Success story: Paul Logue
When Paul Logue decided to build a two-car garage behind his Columbus, Ohio, home, he knew exactly where he'd get the $13,000 for permits and construction.
He had secured a $20,000 home equity line of credit shortly after buying his home nearly four years ago
Adding a garage had been in the back of Paul's mind ever since he moved in.
It was a hassle to dig his car out of heavy Midwestern snows, an increasing number of cars on the street were being broken into and Paul had nowhere to store lawn equipment and tools.
"It was one of those things I thought would make sense to do," he says.
But Paul hesitated because he didn't want another monthly payment. He was already aggressively paying down his mortgage as well as paying his credit card in full and making a car payment.
So, despite the obvious personal benefits the garage would bring, Paul decided to wait until his car was paid off, which would free up approximately $500 in his budget each month.
"I didn't want to have a car payment and a credit line and a mortgage and credit card," he says. "I don't like to extend myself with debt on a monthly basis if I can afford it."
Paul was finally able to build his garage last fall.
Through comparisons of other neighborhood homes with garages and similar size (three bedrooms, 1,300 square feet) he estimates it increased the value of his two-story home $20,000.
Including appreciation, Paul figures his home is now worth $45,000 more than the $172,000 he paid for it.
His goal is to pay the line of credit off as quickly as possible by dedicating about $500 a month toward it -- much more than the minimum monthly payment would be. In only a year, he has managed to bring the $13,000 balance down nearly $5,000.

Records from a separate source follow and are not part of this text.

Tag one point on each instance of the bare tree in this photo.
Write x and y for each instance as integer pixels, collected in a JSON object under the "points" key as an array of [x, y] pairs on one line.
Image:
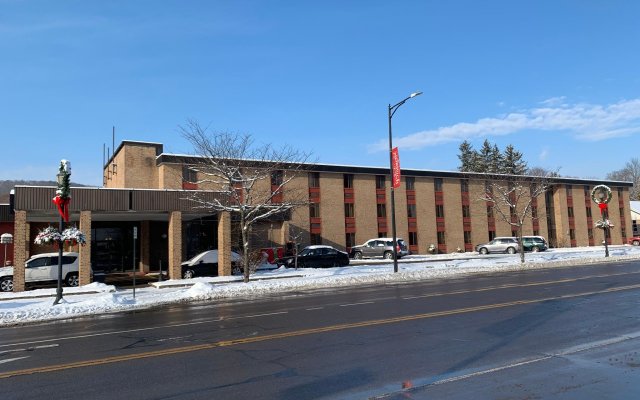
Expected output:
{"points": [[512, 199], [252, 177], [630, 173]]}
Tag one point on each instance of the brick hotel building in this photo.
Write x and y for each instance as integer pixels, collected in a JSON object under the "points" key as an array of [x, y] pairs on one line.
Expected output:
{"points": [[144, 187]]}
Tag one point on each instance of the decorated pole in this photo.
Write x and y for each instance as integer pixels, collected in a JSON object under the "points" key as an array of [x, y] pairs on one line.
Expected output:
{"points": [[62, 200], [601, 195]]}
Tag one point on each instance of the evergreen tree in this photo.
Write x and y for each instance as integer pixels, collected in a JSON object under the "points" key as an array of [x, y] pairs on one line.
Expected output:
{"points": [[496, 161], [485, 155], [513, 163], [467, 157]]}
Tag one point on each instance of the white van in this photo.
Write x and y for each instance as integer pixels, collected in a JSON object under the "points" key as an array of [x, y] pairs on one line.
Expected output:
{"points": [[43, 268]]}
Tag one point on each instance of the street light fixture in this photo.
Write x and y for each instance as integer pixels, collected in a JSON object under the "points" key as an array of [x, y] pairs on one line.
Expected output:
{"points": [[64, 172], [392, 110]]}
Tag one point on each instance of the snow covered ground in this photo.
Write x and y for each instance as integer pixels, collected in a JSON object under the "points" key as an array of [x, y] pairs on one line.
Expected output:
{"points": [[98, 298]]}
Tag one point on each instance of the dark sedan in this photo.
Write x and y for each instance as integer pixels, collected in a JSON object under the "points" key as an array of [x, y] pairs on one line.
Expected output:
{"points": [[317, 257]]}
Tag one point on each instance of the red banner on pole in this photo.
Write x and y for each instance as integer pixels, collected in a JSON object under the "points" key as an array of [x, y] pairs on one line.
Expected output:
{"points": [[395, 171]]}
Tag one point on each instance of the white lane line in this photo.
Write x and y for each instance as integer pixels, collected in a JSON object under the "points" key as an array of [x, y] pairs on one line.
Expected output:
{"points": [[257, 315], [12, 359], [30, 348], [137, 330], [356, 304]]}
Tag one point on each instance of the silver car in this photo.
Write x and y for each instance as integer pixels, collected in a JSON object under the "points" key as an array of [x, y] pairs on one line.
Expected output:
{"points": [[380, 247], [499, 245]]}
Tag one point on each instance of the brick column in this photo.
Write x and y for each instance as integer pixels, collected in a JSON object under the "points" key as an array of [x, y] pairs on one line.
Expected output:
{"points": [[84, 273], [284, 233], [20, 246], [145, 246], [224, 243], [175, 244]]}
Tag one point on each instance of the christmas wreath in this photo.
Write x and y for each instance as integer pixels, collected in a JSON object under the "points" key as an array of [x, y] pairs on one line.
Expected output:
{"points": [[599, 189], [596, 196]]}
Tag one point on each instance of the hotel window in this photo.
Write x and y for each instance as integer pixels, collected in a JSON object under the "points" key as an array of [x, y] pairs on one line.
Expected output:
{"points": [[276, 178], [349, 210], [350, 239], [413, 238], [189, 175], [314, 179], [315, 239], [467, 237], [314, 210], [348, 181], [410, 181], [464, 185], [437, 184]]}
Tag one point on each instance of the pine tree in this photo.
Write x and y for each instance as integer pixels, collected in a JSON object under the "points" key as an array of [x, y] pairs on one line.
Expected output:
{"points": [[467, 157], [513, 163], [485, 155]]}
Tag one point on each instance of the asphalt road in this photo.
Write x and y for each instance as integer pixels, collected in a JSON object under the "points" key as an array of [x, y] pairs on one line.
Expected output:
{"points": [[570, 333]]}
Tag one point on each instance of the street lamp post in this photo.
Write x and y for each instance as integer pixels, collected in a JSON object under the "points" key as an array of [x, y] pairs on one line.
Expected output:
{"points": [[392, 110], [62, 194]]}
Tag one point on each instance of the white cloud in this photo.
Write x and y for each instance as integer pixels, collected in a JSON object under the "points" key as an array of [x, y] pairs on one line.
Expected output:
{"points": [[544, 154], [589, 122]]}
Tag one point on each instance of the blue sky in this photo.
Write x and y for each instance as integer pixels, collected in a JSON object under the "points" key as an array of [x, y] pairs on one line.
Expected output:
{"points": [[557, 79]]}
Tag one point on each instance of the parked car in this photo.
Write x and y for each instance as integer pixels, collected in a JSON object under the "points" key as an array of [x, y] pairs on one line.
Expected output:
{"points": [[43, 268], [206, 264], [380, 247], [317, 256], [534, 243], [499, 245]]}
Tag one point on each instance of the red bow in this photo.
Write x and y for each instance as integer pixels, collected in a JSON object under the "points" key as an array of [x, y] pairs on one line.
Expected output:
{"points": [[63, 207]]}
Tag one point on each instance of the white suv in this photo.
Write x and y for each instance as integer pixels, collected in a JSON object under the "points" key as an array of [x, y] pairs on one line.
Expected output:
{"points": [[43, 268]]}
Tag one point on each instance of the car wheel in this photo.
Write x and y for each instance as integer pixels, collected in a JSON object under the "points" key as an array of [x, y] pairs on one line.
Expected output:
{"points": [[187, 274], [71, 279], [6, 284]]}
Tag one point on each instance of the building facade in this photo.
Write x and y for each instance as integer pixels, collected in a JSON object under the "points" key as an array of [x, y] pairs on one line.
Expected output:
{"points": [[147, 191], [350, 205]]}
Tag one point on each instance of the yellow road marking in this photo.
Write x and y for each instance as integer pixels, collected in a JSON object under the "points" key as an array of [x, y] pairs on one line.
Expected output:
{"points": [[303, 332]]}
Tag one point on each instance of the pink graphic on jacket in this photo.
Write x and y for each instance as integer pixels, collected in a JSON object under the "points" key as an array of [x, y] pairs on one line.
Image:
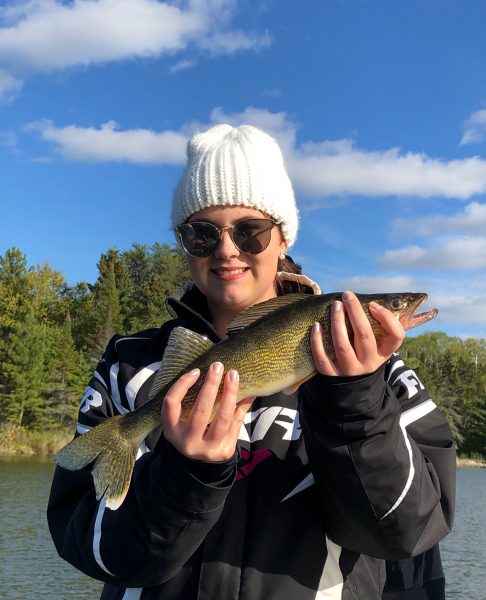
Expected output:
{"points": [[251, 460]]}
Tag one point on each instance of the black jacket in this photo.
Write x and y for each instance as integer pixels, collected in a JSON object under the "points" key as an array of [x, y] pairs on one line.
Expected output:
{"points": [[327, 483]]}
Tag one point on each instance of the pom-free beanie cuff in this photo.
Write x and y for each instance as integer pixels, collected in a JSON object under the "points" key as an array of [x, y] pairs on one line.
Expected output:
{"points": [[236, 166]]}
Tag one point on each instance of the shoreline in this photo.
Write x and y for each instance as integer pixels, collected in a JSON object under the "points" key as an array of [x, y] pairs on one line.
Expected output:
{"points": [[470, 463]]}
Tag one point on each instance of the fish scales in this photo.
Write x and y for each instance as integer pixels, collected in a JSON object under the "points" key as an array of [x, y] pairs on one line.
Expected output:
{"points": [[271, 353]]}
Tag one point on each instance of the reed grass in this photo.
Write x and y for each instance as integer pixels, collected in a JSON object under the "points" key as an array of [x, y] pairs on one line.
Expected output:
{"points": [[19, 440]]}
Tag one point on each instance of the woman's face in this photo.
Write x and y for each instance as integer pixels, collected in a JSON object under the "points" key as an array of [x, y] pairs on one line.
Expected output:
{"points": [[231, 280]]}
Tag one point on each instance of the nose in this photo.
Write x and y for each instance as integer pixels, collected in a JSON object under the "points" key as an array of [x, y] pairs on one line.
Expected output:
{"points": [[226, 248]]}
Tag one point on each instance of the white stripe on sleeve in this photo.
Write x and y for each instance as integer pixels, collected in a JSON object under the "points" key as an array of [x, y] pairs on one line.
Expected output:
{"points": [[133, 386], [97, 536], [331, 583], [410, 416]]}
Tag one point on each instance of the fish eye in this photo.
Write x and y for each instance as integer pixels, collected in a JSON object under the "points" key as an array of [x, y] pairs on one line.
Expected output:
{"points": [[396, 303]]}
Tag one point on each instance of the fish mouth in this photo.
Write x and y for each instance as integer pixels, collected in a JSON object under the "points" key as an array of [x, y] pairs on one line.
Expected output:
{"points": [[412, 319]]}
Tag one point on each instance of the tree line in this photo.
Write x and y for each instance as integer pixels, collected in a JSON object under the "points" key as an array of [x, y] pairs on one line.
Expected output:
{"points": [[53, 333]]}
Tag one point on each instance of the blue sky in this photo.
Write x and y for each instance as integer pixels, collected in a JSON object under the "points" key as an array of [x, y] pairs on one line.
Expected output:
{"points": [[379, 107]]}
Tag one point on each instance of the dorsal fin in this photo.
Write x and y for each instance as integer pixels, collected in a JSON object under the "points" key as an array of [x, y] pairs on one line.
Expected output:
{"points": [[183, 347], [252, 314]]}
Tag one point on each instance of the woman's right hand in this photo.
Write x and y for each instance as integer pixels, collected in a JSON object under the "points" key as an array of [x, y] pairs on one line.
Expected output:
{"points": [[197, 437]]}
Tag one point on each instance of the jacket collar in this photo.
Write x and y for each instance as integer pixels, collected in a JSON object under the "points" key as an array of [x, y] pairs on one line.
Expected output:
{"points": [[190, 305]]}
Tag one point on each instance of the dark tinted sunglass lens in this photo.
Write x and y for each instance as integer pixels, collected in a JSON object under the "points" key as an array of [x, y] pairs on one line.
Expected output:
{"points": [[252, 236], [199, 239]]}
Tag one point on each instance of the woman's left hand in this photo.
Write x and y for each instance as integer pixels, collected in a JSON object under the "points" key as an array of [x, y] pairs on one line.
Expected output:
{"points": [[366, 353]]}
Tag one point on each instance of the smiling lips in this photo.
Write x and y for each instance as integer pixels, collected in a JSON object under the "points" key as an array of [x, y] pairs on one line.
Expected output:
{"points": [[228, 274]]}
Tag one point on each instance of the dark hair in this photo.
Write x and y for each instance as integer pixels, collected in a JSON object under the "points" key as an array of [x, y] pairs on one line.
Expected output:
{"points": [[288, 265]]}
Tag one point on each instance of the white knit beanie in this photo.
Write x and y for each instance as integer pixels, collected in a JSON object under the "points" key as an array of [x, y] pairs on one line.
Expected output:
{"points": [[236, 166]]}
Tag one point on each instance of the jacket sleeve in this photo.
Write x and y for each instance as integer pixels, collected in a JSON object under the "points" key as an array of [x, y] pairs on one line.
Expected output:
{"points": [[171, 505], [383, 459]]}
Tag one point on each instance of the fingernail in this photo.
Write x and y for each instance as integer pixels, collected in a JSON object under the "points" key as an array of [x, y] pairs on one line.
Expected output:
{"points": [[336, 306]]}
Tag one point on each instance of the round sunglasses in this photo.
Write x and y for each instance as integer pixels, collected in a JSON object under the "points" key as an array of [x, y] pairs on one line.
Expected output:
{"points": [[250, 236]]}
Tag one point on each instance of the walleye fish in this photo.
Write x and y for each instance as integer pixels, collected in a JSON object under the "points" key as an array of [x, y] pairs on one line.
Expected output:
{"points": [[268, 344]]}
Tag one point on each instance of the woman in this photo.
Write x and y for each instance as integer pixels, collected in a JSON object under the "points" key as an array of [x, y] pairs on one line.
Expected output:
{"points": [[285, 497]]}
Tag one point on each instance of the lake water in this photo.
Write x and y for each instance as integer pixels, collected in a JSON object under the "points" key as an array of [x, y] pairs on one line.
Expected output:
{"points": [[30, 568]]}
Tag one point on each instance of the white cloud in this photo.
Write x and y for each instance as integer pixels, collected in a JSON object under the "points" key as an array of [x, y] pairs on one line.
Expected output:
{"points": [[9, 86], [107, 144], [183, 65], [472, 220], [329, 168], [272, 92], [49, 35], [459, 253], [8, 138], [475, 128], [336, 167], [379, 284], [462, 310]]}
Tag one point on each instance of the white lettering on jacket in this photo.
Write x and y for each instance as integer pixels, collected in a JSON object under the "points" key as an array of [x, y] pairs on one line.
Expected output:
{"points": [[91, 398], [265, 417], [410, 380]]}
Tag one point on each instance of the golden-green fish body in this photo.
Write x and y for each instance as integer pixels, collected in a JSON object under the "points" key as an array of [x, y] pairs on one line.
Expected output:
{"points": [[269, 346]]}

"Putting in a garage gave me some safety with my car and added value in the house," says Paul.
Paul offers these tips to using a home equity line of credit, or home equity loan, wisely:
- Don't leverage too much of the equity in your home. Given the instability of the housing market, try to keep at least 10% to 20% of your home's equity free if you can. "You don't want to owe more on your mortgages than your home might be worth," says Paul.
- Make sure you're not getting yourself in over your head debt-wise. Pay off other debt beforehand so you're not stretched too thin, he advises.
- Don't skip payments. A home equity loan is a lien on your home, and not something you want to default on. Not only can it wreck your credit, Paul notes, "the lender can put you into foreclosure."